Luego descubrieron otro lienzo y pareció que encubría la caída de San
Pablo del caballo abajo, con todas las circunstancias que en el retablo de su
conversión suelen pintarse. Cuando le vido tan al vivo, que dijeran que Cristo
le hablaba y Pablo respondía:
—Este —dijo don Quijote— fue el mayor enemigo que tuvo la Iglesia de
Dios Nuestro Señor en su tiempo y el mayor defensor suyo que tendrá jamás:
caballero andante por la vida y santo a pie quedo por la muerte, trabajador
incansable en la viña del Señor, doctor de las gentes, a quien sirvieron de
escuelas los cielos y de catedrático y maestro que le enseñase el mismo
Jesucristo.
No había más imágines, y, así, mandó don Quijote que las volviesen a cubrir y dijo a los que las llevaban:
—Por buen agüero he tenido, hermanos, haber visto lo que he visto, porque estos santos y caballeros profesaron lo que yo profeso, que es el ejercicio de las armas, sino que la diferencia que hay entre mí y ellos es que ellos fueron santos y pelearon a lo divino y yo soy pecador y peleo a lo humano. Ellos conquistaron el cielo a fuerza de brazos, porque el cielo padece fuerza, y yo hasta agora no sé lo que conquisto a fuerza de mis trabajos; pero si mi Dulcinea del Toboso saliese de los que padece, mejorándose mi ventura y adobándoseme el juicio, podría ser que encaminase mis pasos por mejor camino del que llevo.

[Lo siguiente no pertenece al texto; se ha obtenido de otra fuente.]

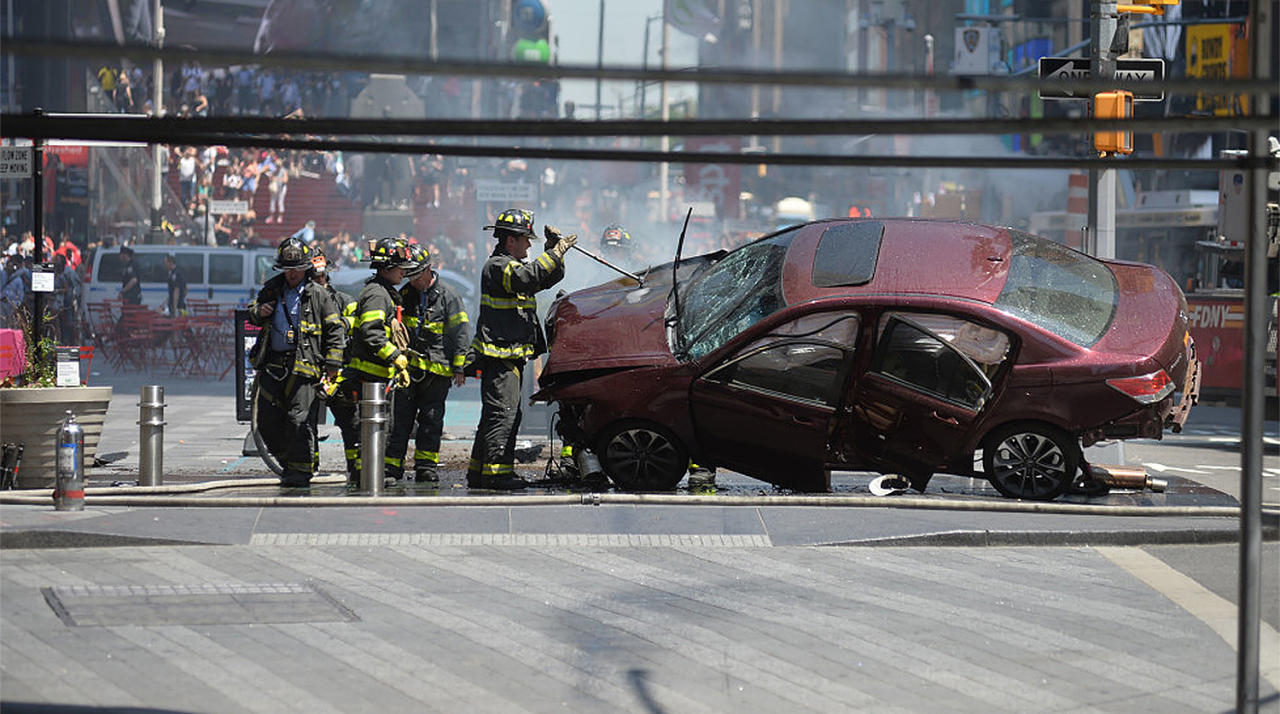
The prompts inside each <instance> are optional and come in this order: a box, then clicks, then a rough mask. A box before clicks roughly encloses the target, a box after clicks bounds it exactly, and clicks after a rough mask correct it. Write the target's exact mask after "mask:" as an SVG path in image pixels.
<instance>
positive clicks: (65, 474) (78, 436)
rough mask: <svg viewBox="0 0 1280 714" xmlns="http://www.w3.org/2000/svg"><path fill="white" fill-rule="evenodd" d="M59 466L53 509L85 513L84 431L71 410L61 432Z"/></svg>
mask: <svg viewBox="0 0 1280 714" xmlns="http://www.w3.org/2000/svg"><path fill="white" fill-rule="evenodd" d="M56 466H58V470H56V475H55V480H54V509H55V511H84V430H83V429H81V425H78V424H76V415H73V413H72V412H70V409H68V411H67V418H64V420H63V425H61V426H60V427H59V429H58V458H56Z"/></svg>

—Dios lo oiga y el pecado sea sordo —dijo Sancho a esta ocasión.
Admiráronse los hombres así de la figura como de las razones de don Quijote,
sin entender la mitad de lo que en ellas decir quería. Acabaron de comer,
cargaron con sus imágines y, despidiéndose de don Quijote, siguieron su viaje.
Quedó Sancho de nuevo, como si jamás hubiera conocido a su señor, admirado de lo que sabía, pareciéndole que no debía de haber historia en el mundo ni suceso que no lo tuviese cifrado en la uña y clavado en la memoria…
Cervantes, Don Quijote de la Mancha, Segunda Parte, Capítulo LVIII (fragmento), ed. del Instituto Cervantes dirigida por Francisco Rico, 1998.